Are you recommending that I add a pesticide and PGR to the heribicide cocktail?



Colonel K0rn said:


> Do you know what your problematic winter weeds are? I'll be running a winter PreM program similar to what @movingshrub ran last year. Syngenta's poa annua Assurance Program I had a ton of poa annua, and usually battle henbit. Hoping this will take care of most of the problem pests.


I'm not certain about the winter weeds as of yet, as we moved into this house in March. I live like 5 miles from the LCN, so maybe I need to watch some of his winter vids from this past year to see what he was fighting.

Outside of doveweed, I have a TON of nutsedge right now. I'm going to hit that with Image (unless I get pushback from this group).


----------



## Movingshrub (Jun 12, 2017)

Go nuclear and get it over with. You can pay me now or pay later; you're still gonna pay


----------



## ccanad (May 24, 2018)

Movingshrub said:


> Go nuclear and get it over with. You can pay me now or pay later; you're still gonna pay


Yeah, I've planted the seed (no pun intended) that the nuke will happen in September.

Hey man, I've really loved going through your sprigging efforts.
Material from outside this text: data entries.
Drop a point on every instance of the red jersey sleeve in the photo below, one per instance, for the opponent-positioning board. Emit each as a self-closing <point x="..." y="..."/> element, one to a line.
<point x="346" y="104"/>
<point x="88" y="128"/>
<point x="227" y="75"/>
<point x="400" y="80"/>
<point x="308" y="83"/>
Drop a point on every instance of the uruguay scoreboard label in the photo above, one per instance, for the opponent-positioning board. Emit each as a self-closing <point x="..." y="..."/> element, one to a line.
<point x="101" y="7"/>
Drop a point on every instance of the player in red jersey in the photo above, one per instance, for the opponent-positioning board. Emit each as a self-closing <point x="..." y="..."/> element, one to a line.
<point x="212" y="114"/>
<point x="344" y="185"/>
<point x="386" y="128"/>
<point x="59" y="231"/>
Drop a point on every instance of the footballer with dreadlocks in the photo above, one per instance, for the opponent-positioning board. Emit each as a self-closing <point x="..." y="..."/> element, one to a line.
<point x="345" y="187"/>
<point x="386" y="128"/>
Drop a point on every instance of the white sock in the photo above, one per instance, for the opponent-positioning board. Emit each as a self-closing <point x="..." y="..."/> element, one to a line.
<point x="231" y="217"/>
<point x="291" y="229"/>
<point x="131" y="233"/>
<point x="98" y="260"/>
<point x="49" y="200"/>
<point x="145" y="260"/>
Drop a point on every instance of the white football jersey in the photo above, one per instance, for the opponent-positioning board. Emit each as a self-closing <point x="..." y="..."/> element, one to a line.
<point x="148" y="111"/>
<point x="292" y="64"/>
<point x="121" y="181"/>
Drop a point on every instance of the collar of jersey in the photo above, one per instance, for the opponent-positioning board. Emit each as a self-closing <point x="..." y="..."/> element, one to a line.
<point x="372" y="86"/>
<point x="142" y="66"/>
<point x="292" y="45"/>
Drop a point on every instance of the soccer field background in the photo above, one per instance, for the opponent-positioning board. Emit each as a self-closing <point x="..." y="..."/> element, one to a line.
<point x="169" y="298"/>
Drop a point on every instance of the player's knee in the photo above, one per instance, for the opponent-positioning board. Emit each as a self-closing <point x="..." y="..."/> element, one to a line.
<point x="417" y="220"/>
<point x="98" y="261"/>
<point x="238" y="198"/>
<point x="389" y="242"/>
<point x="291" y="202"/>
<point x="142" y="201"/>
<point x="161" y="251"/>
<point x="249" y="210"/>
I'm considering doing something similar for my yard too.


----------



## Movingshrub (Jun 12, 2017)

ccanad said:


> Movingshrub said:
> 
> 
> > Go nuclear and get it over with. You can pay me now or pay later; you're still gonna pay
> ...


I appreciate it. I know my sprigging thread has gotten length but it's covered my project starting May 2018 to present date and served double duty as my lawn journal.

I'm still debating on whether to buy sprigs for my project next year, harvest my own with a verticutter, or to try to make my own with a pallet of sod and a wood chipper. If I can harvest from a 7000 sqft area with a verticutter to plant a 4500 sqft area, then that's the quickest, easiest, and least costly route, assuming I'm able to get enough sprigs to encourage prompt establishment. My backyard is going to look like  once I'm done beating it with the verticutter.


----------



## ccanad (May 24, 2018)

Sprigging/Stolonizing caught my eye because I see golf courses do it for greens. It seems like a more intimate lawn restoration effort than seeding, and ESPECIALLY more than sodding. I have a roughly 300-400 sqft area that I'd like to use as a test plot for this process.


----------



## Movingshrub (Jun 12, 2017)

I wanted a cultivar that didn't come as seed. Once that decision was made, the choices for vegetative propagation were sod, plugs, or sprigs. Laying sod seems like hard work and you still have to deal with any seams afterwards. Plus, it's expensive.

Plugs seem like a lot of work to me. To me, they are only beneficial for items where you may not have as much success sprigging/stolonizing, such as centipede or st aug.

I think sprigging/stolonizing is better since you don't have seams, you don't have to cut it during establishment, you don't have to lay the sod, and it grows to whatever contour you have. Downside, no instant lawn.

For me, the cost of installing a sprinkler system + sprigs was less than $4k. Sodding the whole yard would've been at least $5100, I wouldn't have had a sprinkler system at the end of the day, and I would've had to lay 13,000 sqft of sod.


----------



## deeevo (Jun 18, 2018)

ccanad said:


> Doveweed has completely taken over my lawn down here in Bradenton, FL. It has become the bane of my existence. It is difficult to mow low when it is wet, and bogs down my mower because of how thick it gets. It have been completely choking out my bermuda.
> 
> I've been experimenting with several mixtures of herbicides in different parts of my lawn:
> 
> ...


I am in Parrish and Doveweed has started to invade my thick St. Aug also. Blindside will smoke it but it is way to hot right now. I can tell you it does not like a little sprinkle of baking soda. Turned it black in a few days.


----------